Cash infusion.Last year,Sutter gave the HMO a cash infusion of $1.25 million in the form of preferred stock. Mr. Hamilton characterized the transaction as a "loan (because) we needed money to expand in the Sacramento area." However, the preferred stock won't be redeemed unless "the board deems there are sufficient earnings," he said.
In addition, the hospital system gave Omni another $1.6 million this year to help pay for managing a state-sponsored managed-care program covering some 40,000 to 60,000 indigent and uninsured enrollees in Sacramento County. That coverage began April 1. Executives hope the added enrollment eventually will help the HMO cut its costs by spreading expenses over a larger base of eligible patients.
Excessive administrative costs linked to expansion have contributed to Omni's financial woes, Mr. Hamilton said. Its administrative costs are running 15% to 17% of revenues,compared with the industry average of 14% to 15%.
The HMO also has found it hard to control its medical costs, which forced St. Joseph's and the IPA last year to return more than $1 million, Mr. Hamilton said. Under the agreement, the IPA, St. Joseph's and Sutter must refund to Omni a percentage of revenues paid to them whenever medical expenses, as a percentage of revenues, climb above a predetermined cap.
In 1993, the HMO's medical-loss ratio was 86%, but its actual costs ran about 2% higher, Mr. Hamilton said. By contrast, the average medical-loss ratio for investor-owned HMOs is about 80%. As a result, the financial condition of the IPA suffered.
Big losses.According to the IPA's balance statement for the year ended Dec. 31, 1993, the IPA lost almost $2.5 million on capitation payments of $17.1 million in 1993. The year's loss included a deficit of $1 million for the last three months of the year. The operating losses left the IPA with a net worth of negative $2.5 million at the end of 1993.

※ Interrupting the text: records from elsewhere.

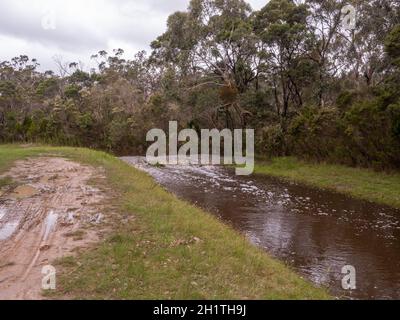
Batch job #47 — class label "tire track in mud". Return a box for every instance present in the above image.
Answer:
[0,158,107,299]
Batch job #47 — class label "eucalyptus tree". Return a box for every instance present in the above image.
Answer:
[254,0,310,122]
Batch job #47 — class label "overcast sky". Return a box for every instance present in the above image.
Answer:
[0,0,268,71]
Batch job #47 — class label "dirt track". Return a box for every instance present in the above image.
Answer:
[0,158,106,299]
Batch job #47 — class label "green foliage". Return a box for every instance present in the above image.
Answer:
[385,25,400,67]
[0,0,400,169]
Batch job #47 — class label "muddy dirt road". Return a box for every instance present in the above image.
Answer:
[0,157,107,299]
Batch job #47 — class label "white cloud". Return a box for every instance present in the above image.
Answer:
[0,0,267,69]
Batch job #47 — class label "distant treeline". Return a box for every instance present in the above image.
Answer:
[0,0,400,169]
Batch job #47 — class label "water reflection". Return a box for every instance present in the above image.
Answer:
[124,157,400,299]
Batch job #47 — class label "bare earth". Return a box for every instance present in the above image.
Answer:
[0,158,107,300]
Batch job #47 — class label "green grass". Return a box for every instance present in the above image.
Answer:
[0,146,330,299]
[255,158,400,208]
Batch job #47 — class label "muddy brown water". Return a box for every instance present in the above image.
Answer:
[123,157,400,299]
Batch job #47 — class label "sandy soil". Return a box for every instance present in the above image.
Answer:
[0,158,107,300]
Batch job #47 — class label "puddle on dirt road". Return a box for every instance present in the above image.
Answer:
[10,185,39,200]
[0,221,19,241]
[43,211,58,241]
[123,157,400,299]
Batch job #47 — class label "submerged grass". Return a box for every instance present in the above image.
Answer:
[0,146,330,299]
[255,157,400,208]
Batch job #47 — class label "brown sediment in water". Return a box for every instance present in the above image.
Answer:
[123,157,400,299]
[0,158,110,299]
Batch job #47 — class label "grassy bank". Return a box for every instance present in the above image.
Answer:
[255,158,400,208]
[0,146,329,299]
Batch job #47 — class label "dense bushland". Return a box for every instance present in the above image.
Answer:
[0,0,400,168]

Capitation works well with primary-care physicians, said Jeffrey J. Denning, a medical practice management consultant in Long Beach, Calif., who noted, "Providing more services isn't discouraged by the plan. It's just not rewarded with additional fees."
But capitation doesn't perform as admirably when specialists are involved. "Most IPAs don't have enough enrolled patients to make a reasonable risk pool for many of the high-cost specialties," Mr. Denning said.

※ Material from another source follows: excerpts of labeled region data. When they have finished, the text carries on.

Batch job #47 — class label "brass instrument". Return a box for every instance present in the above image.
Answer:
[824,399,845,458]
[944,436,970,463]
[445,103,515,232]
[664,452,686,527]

An IPA-model HMO with 20,000 enrollees would make capitation profitable for as many as 40 family physicians. But, by contrast, an IPA would need only two out of the 20 or so orthopedic surgeons in its network to share capitation. "If they are all asked to share the risk, nobody will get the enrolled numbers that can make it work on a capitated basis," he said.
As a result, many IPA-model HMOs have to revert to fee-for-service compensation to reward specialists who perform the most services. "If (physicians) get paid for doing more, it's not capitation," he said.
Observers noted that, under the shareholders' agreement, most of the financial risk has been shifted from Omni to its shareholders. Mr. Hamilton said there was "considerable concern" about how much longer the shareholders would be willing to finance the HMO's cost overruns. "You can't go on indefinitely like that," he said.
He said all of Omni's contracts for 1994 have been budgeted at a medical-loss ratio of 84.6% in an effort to stem the losses. The IPA lost only $50,000 in the first two months of 1994. "We believe we've turned the corner on this thing," he said.